Houseboys: A transcolonial history of domestic service in the Asia-Pacific
Dr Julia Martinez (UOW), Assoc. Prof. Victoria Haskins (Newcastle), Dr Frances Steel (UOW), and Dr Claire Lowrie (Newcastle).
Julia Martinez has been working in the field of colonial race and labour studies since 2000 when she completed her doctoral thesis on the tropical town of Darwin including a study of domestic service. In Darwin, Chinese and Aboriginal servants were employed by white colonists who sought to emulate other British colonies such as Singapore and India in their reliance on ‘coloured’ domestic servants. Expanding on this work, in 2009 Julia published an article in Gender and History with Claire Lowrie on the construction of Aboriginal men as ‘houseboys’ in Darwin. Claire completed her doctoral thesis titled: In Service of Empire: Domestic Service and Colonial Mastery in Singapore and Darwin, 1890s-1930s.
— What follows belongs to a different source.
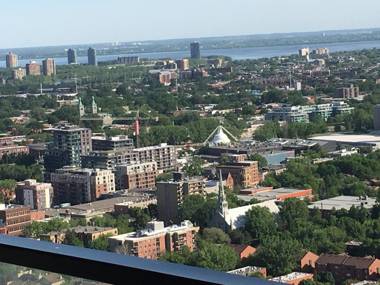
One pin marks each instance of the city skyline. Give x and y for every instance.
(244, 18)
In 2007 Julia was awarded, as lead CI together with Adrian Vickers, an ARC Discovery on Indonesian labour migration to Australia. This project emphasized the transcolonial connections between the Dutch East Indies and Australia. Taking the notion of transcolonial to the study of domestic service was initially conceived in 2008 for a CAPSTRANS panel at the International Convention of Asia Scholars in Kuala Lumpur. The panel included Victoria Haskins, a current Future Fellow at the University of Newcastle, working on domestic service, Claire Lowrie and Christine de Matos. The question for the panel was whether there was common ‘transcolonial’ culture of domestic service which cut across colonial borders in both British and French colonies. Julia’s contribution of a Vietnamese case study, explored how French colonists wrote about Vietnamese 'houseboys' and how the working men themselves were influenced by 20th century anti-colonial politics. In 2010, again working with Claire, they extended this study to include the Philippines with the aid of a University of Wollongong Research Grant.
The Houseboys ARC project takes a broad geographical sweep, examining the history of male domestic servants in the Asia-Pacific, considering the extent towhich a transcolonial culture of domestic service was developed. In addition to case study of Australia, Hong Kong, Singapore, Indochina and the Philippines, the project includes the Pacific colonies with Dr Frances Steel contributing a study of Fiji. Frances’ work on the Pacific Ocean and colonial mobilities brings an exciting new dimension to this study of ‘connected’ histories.